NACM Joins Groups Urging Individual Surety Reform in U.S. Code
February 2015
The Honorable Anne Rung
Administrator for Federal Procurement Policy
Office of Management and Budget
Eisenhower Executive Office Building – Room 263
1650 Pennsylvania Avenue, NW
Washington, DC 20503
Dear Madam Administrator:
Pursuant to Sections 1302 and 1303 of Title 41, United States Code, we, on behalf of the members of the signatory associations, request that you initiate a modification to Part 28.203 (Acceptability of Individual Sureties) of the Federal Acquisition Regulation (FAR) to require that the assets pledged by an individual surety are real and readily available by requiring that such pledged assets meet the standards currently required by FAR Part 28.204.

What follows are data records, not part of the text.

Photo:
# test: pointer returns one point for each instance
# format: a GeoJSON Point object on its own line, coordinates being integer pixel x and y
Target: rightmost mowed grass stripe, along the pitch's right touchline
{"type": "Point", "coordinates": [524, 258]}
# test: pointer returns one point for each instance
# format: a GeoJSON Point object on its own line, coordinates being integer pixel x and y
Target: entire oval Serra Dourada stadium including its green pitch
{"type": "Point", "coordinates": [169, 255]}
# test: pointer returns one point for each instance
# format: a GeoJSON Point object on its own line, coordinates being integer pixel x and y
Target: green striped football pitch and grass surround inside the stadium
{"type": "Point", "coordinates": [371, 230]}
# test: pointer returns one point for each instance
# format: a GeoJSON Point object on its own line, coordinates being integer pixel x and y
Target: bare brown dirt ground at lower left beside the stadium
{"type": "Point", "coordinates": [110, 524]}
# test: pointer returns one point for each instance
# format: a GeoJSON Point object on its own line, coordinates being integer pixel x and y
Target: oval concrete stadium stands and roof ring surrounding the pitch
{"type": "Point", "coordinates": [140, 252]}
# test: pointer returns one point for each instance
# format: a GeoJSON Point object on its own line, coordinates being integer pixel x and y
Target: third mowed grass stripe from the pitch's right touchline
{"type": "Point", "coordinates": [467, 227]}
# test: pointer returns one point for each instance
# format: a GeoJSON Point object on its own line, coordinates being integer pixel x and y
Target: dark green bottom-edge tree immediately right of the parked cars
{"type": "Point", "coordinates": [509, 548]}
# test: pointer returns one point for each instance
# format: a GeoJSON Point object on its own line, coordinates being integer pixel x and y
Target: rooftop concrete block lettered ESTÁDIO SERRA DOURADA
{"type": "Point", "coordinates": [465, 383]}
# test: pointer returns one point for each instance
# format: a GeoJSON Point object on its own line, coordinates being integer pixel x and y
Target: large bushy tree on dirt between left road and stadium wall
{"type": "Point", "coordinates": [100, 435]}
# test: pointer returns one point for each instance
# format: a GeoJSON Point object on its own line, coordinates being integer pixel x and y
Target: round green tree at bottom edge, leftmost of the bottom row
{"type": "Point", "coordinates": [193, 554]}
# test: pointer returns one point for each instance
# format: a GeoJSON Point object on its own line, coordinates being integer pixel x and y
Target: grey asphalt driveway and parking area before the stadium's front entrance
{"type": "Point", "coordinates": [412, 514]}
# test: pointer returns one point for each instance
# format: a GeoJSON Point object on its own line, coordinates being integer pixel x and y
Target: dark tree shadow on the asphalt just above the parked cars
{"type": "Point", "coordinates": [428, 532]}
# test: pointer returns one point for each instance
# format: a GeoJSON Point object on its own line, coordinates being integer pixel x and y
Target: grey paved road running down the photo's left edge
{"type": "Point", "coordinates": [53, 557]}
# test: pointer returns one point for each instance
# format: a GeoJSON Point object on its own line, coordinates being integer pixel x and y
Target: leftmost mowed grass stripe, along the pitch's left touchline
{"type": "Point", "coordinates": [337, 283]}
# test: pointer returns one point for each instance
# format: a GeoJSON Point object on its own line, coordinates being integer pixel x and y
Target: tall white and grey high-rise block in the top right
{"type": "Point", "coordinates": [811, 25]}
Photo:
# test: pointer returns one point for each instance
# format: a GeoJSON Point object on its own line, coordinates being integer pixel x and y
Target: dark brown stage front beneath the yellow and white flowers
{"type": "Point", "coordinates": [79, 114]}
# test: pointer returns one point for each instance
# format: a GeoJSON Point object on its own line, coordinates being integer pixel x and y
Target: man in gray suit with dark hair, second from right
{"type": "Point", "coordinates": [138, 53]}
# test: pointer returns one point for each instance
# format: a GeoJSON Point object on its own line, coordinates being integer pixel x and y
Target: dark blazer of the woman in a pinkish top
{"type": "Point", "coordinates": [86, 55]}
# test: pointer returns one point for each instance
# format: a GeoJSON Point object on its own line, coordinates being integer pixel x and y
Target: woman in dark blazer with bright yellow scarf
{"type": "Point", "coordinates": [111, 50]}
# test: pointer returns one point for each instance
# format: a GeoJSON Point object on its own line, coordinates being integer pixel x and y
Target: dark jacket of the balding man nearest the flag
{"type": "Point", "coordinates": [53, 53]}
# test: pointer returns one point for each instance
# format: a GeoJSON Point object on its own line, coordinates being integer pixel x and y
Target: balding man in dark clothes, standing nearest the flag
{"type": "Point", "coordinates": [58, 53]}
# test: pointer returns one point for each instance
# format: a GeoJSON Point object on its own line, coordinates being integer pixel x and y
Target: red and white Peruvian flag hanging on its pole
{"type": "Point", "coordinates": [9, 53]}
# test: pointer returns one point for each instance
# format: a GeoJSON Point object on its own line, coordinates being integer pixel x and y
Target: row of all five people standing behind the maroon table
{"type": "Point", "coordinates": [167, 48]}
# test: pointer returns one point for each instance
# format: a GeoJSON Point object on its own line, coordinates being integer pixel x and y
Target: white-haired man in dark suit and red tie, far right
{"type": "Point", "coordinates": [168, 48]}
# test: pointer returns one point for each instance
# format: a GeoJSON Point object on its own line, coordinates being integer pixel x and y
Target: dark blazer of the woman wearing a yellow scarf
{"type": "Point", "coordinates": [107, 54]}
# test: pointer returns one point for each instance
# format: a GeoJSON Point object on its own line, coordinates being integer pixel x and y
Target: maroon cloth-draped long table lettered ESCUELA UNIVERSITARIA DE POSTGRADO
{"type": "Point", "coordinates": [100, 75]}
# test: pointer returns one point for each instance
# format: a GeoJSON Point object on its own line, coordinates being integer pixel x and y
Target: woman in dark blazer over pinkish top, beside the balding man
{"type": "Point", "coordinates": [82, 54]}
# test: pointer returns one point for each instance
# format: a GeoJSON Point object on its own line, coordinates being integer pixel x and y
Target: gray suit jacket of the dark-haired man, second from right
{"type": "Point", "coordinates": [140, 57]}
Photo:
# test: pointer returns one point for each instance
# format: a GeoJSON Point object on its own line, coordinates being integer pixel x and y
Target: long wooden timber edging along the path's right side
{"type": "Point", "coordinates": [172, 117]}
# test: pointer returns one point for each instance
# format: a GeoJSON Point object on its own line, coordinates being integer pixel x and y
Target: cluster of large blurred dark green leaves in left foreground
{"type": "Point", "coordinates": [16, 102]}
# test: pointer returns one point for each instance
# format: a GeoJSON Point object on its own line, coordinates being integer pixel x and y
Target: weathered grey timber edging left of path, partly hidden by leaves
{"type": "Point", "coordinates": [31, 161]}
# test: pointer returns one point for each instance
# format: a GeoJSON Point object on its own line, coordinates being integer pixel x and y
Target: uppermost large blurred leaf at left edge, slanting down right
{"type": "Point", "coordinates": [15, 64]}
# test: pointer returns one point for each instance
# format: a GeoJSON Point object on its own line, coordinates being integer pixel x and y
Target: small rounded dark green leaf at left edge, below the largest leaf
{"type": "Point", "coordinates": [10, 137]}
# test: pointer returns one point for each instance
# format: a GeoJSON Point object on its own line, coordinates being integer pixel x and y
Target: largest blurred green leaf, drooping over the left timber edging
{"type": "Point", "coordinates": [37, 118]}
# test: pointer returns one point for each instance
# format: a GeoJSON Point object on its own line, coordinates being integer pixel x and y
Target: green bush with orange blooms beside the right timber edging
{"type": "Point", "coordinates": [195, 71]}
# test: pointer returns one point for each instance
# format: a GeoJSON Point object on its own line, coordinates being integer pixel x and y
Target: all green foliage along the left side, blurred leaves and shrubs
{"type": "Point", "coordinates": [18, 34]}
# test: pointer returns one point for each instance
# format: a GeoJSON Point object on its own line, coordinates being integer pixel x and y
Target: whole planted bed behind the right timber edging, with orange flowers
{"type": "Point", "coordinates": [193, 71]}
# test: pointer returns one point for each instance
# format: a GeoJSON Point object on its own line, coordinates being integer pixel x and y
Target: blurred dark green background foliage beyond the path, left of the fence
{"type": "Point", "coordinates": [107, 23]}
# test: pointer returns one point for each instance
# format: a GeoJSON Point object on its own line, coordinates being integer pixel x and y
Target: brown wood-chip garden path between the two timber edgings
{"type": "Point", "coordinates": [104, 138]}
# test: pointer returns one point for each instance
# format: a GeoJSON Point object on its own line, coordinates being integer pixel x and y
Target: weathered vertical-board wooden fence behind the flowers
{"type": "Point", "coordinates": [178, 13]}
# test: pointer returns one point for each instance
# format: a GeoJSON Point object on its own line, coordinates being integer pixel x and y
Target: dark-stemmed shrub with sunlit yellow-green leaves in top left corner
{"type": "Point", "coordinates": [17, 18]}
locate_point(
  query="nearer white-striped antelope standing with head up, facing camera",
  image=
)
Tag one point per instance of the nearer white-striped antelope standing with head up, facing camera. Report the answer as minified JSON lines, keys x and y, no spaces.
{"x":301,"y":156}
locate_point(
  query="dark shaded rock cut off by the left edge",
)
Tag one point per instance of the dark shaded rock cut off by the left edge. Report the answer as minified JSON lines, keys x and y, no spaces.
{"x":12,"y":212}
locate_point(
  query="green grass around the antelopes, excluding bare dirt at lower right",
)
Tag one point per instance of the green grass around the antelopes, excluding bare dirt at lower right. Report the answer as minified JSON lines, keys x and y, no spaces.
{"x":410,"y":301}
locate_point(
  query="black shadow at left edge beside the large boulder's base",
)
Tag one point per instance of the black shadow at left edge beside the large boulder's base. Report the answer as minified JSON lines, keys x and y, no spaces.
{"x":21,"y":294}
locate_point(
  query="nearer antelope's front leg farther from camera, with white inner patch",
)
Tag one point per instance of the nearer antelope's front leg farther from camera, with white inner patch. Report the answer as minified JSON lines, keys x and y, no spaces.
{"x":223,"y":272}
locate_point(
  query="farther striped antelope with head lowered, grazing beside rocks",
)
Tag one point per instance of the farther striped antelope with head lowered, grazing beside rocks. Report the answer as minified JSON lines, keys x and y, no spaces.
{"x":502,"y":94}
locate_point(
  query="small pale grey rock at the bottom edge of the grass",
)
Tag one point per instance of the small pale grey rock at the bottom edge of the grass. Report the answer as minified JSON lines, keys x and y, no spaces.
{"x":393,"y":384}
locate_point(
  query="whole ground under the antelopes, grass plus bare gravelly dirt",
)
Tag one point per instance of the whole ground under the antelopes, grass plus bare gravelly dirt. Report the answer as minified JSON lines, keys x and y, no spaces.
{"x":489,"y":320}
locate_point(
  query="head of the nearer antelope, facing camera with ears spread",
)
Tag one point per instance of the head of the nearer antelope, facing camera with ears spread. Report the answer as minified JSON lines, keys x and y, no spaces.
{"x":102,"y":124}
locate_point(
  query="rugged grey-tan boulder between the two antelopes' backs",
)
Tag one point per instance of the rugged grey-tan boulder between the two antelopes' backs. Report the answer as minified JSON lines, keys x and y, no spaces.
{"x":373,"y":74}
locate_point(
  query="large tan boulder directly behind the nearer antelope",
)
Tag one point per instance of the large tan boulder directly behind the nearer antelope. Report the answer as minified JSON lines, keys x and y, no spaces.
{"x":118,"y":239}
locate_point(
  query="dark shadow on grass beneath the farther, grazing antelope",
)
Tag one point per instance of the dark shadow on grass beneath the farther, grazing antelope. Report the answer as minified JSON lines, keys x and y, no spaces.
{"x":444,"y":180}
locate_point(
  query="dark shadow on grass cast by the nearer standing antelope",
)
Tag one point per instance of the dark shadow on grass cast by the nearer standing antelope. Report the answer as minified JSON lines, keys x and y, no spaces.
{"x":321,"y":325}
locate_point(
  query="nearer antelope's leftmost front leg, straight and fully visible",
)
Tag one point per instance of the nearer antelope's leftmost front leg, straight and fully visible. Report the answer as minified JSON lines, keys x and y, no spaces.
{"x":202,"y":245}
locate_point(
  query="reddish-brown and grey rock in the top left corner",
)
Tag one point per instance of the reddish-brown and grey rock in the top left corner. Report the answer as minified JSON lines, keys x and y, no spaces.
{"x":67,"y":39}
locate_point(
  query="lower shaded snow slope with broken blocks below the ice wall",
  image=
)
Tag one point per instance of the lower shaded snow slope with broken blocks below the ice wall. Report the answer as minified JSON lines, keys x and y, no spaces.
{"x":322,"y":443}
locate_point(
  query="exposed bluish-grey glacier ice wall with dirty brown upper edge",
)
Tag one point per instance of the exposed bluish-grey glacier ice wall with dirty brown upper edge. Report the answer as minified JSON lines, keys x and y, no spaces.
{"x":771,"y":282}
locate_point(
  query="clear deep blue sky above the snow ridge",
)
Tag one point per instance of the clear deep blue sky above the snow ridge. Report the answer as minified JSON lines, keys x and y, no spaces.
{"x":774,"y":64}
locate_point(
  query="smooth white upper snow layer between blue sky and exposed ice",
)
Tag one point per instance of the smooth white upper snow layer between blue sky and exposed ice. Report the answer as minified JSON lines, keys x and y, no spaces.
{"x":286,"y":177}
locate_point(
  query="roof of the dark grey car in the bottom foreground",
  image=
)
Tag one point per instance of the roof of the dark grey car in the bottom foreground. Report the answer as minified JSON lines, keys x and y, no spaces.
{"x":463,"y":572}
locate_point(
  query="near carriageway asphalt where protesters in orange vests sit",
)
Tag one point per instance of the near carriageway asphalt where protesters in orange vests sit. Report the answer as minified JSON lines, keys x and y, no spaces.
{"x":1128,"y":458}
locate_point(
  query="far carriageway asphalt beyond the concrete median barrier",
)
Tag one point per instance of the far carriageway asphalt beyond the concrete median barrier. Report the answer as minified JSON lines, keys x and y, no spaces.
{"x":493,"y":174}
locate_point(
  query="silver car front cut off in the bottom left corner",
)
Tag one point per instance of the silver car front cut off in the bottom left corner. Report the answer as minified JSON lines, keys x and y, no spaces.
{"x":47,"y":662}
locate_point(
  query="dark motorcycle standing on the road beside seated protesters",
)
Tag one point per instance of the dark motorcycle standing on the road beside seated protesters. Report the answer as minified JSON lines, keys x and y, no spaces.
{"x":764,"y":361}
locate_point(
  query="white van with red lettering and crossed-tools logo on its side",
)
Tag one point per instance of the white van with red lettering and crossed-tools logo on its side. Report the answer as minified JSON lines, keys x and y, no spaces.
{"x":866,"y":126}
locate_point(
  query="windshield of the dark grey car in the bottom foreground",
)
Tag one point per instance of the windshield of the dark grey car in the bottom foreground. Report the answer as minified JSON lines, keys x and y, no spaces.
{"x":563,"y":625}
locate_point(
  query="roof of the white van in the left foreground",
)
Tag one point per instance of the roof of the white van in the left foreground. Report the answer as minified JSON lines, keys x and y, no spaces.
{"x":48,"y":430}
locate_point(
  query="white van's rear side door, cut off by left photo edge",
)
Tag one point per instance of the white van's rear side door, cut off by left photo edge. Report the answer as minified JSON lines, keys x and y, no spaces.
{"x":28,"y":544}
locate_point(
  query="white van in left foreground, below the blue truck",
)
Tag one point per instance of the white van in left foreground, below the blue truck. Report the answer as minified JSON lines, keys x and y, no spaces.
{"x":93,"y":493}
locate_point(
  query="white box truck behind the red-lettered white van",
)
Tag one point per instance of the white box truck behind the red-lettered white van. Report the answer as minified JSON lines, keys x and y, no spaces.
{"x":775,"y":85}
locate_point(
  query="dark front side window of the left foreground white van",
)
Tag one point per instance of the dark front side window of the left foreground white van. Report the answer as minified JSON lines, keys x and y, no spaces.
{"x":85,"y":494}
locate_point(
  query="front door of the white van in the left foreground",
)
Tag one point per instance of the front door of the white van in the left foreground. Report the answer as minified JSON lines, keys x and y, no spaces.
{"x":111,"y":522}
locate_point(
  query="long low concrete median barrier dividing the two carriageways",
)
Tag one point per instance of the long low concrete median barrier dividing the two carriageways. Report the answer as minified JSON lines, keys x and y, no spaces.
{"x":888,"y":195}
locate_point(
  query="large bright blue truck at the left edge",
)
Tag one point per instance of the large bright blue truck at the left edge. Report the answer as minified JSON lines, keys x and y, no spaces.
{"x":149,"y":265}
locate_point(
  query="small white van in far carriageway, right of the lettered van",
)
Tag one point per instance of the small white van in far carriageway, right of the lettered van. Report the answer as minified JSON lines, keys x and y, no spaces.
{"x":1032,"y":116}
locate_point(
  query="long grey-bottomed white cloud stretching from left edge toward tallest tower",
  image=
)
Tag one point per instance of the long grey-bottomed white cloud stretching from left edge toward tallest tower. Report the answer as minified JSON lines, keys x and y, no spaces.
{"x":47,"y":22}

The requirements of the Miller Act (41 USCA Section 3131 et seq) are designed to protect the interest of the federal contracting agencies, as stewards of taxpayer funds by requiring bid and performance bonds and the interests of subcontractors and suppliers by requiring payment bonds, which provide such downstream parties payment protection of last resort for work performed and supplies furnished.
The current coverage of the Government-wide Federal Acquisition Regulation (FAR) Subpart 28.2 (Sureties and Other Security for Bonds) provides the contracting officer guidance, but implementation can be compromised by the severe challenges faced by even the most seasoned construction contracting officer. A determined and unscrupulous individual surety can too readily pledge assets that provide only illusory or insufficient protection. The core challenge for the contracting officer relates to verifying the existence of and assessing the value of the assets being pledged by the individual surety in support of the surety bonds being furnished to the Government. Those assets deemed "acceptable" under FAR 28.203-2(b)(3) include stocks, bonds, and real property owned in fee simple. The contracting officer faces several challenges in determining if the "acceptable assets" actually exist and can be readily liquidated to pay valid claims against a payment bond.